Hace poco, precisamente en este barrio, había un muchacho que apenas hablaba. Quería ser escuchado, pero nadie le hacía caso. Por eso, poco a poco, se fue callando hasta sentirse casi invisible.
Un buen día, enfurecido con el mundo, cargó su rabia con quien menos culpa tenía: un pobre mendigo. Pensaba que, como nadie le veía, nada le pasaría, así que se le ocurrió usar como diana la cara de aquel hombre, que se ocultaba del frío bajo un viejo cartón. Encontró una lampara de aceite junto un contenedor de basura. La cogió. Se colocó a una distancia prudencial, y la lanzó. La lámpara impactó en la nariz del mendigo, que se levantó de un salto. Los ojos del hombre, rojos como brasas, se clavaron en el muchacho.
“¡Muchas gracias por despertarme!”, exclamó. “Años llevaba dormido, aquí, sin poder despertarme por mí mismo. ¡Al fin alguien se ha dignado a acercarse! Como agradecimiento, te concederé un deseo”.
El muchacho contestó como un resorte. “Deseo que todos me hagan caso”.
“Dicho y hecho”, susurró el mendigo. Entonces, chasqueó los dedos y desapareció.

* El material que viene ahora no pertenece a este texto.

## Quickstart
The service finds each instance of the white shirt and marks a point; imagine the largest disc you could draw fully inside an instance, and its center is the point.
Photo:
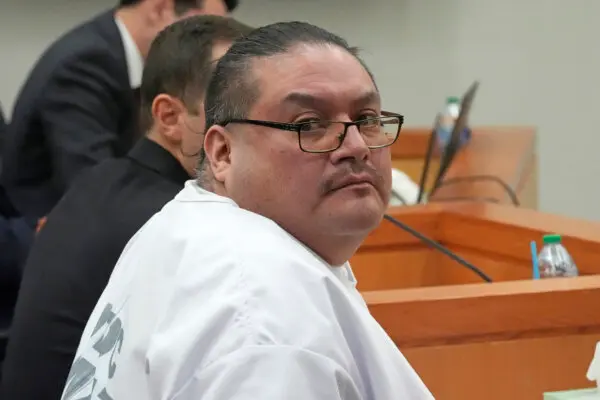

A partir de ese momento, las palabras que salían por la boca de aquel chico, eran escuchadas con una atención sin igual. Se introducían en las mentes de los que las oían, para nunca jamás salir. Eran consideradas la verdad absoluta, órdenes imposibles de desobedecer. No tardó en convertirse en la única autoridad de la humanidad. Cada vez que abría la boca, fanatizaba a millones. Así que, impactado por un horizonte embrutecido, volvió en busca del mendigo. Le encontró en el mismo lugar que la primera vez. Le despertó de igual manera. Esta vez el viejo exclamó: “¡Maldito seas, me estaba echando la siesta!”.
“Quiero que todo vuelva a ser como antes”, suplicó el muchacho. Y nunca volvió a hablar.